2023 Range Rover Sport SE Would Rather Chill Than Thrill


From the April 2022 issue of Car and Driver.

Chipotle—or, as my family calls it, “Taco Bell with some book learning'”—has an ingenious menu. There is really only one dish, but the fast food chain presents the basic ingredients in so many ways that a veneer of individuality masks the homogeneity. The same can be said of Land Rover’s range, which stuffs the same fillings into different casings. Want a six-cylinder four-wheel drive SUV? Have a Range Rover Velar, which looks like a smaller Range Rover Sport, which is a slightly smaller Range Rover, which is like a fancier Discovery, which is a more polished Defender. In this analogy, the Discovery Sport is a lifestyle box, and the Evoque is a quesadilla from the kids’ menu.

The Range Rover Sport is a staple of the company’s SUV menu. The previous generation enjoyed a nine-year run without aging into despair, which is probably why Rover decided, for the 2023 redesign, to keep it looking more or less the same. The new Sport’s headlights are sharper, but the overall shape is so similar to the previous model that you’ll have to park them side by side to figure out what’s changed. The main giveaway is the new power-operated spool door handles, which add to the sleek look and smooth 0.29 coefficient of drag.

2023 land rover range rover sport's p360View photos

No matter how broken the surface, the Range Rover Sport paves the way forward with lightly toasted marshmallows.

Greg Pajo|Car and Driver

HIGHS: Looks fast even when parked, amazing ride quality, decent gas mileage.
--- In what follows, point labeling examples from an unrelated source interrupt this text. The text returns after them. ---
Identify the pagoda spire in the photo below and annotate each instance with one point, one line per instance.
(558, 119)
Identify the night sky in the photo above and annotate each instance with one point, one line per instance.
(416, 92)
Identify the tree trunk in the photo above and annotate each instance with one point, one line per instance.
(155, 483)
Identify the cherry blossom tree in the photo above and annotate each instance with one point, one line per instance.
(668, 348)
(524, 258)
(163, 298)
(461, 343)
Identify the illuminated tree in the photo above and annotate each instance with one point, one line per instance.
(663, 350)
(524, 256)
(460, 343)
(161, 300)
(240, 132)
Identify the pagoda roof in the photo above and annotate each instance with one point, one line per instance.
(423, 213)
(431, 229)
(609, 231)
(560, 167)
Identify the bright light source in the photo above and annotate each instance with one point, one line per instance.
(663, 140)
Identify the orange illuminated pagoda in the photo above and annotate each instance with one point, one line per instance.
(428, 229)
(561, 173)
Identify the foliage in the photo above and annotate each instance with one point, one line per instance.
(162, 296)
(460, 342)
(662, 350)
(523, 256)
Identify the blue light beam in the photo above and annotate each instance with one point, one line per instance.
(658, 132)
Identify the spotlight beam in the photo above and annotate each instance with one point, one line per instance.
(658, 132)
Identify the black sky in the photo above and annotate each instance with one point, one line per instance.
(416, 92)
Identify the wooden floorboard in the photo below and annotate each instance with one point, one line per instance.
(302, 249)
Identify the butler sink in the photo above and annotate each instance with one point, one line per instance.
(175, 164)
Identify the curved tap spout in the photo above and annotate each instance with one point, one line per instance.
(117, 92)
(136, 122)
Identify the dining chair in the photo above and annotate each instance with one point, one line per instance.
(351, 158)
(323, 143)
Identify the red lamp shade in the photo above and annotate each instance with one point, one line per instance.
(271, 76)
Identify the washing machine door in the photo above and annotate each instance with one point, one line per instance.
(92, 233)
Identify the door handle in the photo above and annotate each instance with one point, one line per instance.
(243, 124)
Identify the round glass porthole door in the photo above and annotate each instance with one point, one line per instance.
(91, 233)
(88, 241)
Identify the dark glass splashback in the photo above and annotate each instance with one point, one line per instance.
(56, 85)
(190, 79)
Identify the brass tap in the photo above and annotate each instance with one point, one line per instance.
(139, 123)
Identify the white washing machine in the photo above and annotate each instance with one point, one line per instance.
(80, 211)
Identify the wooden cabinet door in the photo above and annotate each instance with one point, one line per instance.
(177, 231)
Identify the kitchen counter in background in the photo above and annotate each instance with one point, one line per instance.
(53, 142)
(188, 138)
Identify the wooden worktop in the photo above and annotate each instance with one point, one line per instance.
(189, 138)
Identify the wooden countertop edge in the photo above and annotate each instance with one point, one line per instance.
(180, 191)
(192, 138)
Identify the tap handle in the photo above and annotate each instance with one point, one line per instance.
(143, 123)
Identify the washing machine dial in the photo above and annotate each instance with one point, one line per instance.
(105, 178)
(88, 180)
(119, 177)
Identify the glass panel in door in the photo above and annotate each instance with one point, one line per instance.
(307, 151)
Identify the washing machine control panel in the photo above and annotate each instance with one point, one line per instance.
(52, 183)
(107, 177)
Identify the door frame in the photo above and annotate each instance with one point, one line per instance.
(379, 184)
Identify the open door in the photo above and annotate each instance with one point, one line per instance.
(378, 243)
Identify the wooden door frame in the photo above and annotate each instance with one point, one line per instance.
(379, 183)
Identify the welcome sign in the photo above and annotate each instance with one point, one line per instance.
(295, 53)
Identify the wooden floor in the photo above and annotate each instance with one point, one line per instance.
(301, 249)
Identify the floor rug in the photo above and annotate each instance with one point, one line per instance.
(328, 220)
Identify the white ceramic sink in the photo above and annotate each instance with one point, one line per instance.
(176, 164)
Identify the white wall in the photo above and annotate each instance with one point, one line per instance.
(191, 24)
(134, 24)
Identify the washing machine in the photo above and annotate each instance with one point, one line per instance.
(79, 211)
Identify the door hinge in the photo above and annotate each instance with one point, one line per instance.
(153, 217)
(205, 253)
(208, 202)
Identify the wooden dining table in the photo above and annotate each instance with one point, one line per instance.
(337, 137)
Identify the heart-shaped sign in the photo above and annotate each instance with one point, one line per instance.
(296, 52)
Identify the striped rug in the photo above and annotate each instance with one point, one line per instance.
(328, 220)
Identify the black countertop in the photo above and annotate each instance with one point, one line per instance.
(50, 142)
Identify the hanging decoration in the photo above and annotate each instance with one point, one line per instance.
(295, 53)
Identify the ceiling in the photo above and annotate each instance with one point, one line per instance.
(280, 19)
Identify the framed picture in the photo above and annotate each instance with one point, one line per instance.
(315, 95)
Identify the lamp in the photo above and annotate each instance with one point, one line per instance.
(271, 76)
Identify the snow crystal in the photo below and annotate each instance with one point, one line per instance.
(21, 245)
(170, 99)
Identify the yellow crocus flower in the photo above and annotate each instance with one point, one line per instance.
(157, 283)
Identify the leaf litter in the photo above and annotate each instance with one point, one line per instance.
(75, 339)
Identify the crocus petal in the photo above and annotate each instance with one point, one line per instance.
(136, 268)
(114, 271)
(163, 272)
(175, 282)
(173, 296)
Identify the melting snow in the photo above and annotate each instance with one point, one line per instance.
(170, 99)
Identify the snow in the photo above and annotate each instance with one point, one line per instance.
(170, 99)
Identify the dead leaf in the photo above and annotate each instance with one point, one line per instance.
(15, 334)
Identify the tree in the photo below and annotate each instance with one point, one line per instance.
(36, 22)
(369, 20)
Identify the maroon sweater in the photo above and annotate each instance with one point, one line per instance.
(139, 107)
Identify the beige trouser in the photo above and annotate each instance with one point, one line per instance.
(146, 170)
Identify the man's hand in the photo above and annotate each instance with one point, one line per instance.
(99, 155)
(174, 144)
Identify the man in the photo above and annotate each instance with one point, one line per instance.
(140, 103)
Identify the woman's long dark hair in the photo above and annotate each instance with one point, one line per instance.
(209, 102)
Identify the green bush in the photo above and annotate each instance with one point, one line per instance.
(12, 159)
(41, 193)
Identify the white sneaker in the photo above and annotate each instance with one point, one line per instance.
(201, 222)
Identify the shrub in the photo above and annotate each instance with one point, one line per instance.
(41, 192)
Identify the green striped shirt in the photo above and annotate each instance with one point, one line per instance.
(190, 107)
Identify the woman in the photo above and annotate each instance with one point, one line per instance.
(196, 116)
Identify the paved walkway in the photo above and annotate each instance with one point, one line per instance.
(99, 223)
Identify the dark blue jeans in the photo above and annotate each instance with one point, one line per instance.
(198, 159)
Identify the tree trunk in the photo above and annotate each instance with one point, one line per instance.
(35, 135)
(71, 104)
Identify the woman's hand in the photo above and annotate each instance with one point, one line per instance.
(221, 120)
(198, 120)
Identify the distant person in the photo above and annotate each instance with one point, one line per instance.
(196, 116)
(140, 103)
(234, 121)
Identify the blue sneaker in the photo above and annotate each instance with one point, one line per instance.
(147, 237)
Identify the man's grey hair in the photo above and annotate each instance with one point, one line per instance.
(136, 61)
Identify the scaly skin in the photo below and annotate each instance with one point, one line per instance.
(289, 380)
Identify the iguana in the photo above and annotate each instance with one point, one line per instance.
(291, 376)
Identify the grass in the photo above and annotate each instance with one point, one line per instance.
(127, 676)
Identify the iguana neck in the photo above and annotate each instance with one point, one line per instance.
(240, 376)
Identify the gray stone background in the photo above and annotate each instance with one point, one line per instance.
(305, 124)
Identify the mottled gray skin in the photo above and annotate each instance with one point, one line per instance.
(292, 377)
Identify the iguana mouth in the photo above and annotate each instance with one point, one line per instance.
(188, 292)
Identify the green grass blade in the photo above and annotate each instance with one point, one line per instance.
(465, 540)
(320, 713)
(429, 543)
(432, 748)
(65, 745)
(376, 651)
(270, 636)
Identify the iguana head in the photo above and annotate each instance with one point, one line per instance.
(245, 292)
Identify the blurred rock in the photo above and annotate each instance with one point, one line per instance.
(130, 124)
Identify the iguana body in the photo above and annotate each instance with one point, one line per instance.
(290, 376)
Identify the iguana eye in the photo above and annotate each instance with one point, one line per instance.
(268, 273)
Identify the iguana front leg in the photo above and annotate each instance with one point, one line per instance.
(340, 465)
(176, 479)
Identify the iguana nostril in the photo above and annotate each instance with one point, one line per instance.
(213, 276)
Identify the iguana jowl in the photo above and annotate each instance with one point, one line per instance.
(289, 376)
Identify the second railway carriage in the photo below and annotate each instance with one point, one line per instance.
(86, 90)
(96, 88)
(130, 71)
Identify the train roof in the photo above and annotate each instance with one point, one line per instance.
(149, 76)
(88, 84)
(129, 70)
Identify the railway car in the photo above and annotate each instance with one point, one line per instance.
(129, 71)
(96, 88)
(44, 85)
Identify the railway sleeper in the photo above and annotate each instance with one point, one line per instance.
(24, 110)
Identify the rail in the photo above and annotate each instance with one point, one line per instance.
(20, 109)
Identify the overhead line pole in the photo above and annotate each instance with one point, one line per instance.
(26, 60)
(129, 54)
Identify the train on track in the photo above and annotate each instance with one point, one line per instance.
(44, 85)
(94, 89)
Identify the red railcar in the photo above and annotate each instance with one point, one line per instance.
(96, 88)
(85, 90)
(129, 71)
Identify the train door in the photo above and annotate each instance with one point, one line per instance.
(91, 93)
The Sport is also smooth to drive, even in the light-option SE trim. At $90,145 as tested, it’s about as cheap a Range Rover Sport as you can build. The base SE comes with a 355-hp variant of the electrically supercharged and turbocharged 3.0-liter inline-six that appears in various other tunes and configurations elsewhere in the lineup (there’s a 395-hp flavor and ‘ a 434-hp plug-in hybrid ). And while the straight-six’s output doesn’t exactly impress when BMW and Jeep wring 500-plus horsepower from the same displacement, the engine is unfailingly buttery and refined. Move the throttle at low rpm, and the supercharger provides instant boost, increasing torque until the turbocharger blows up a storm. You hear a short high-pitched whine when the throttle is turned in, but that’s the only clue to the supercharger’s existence.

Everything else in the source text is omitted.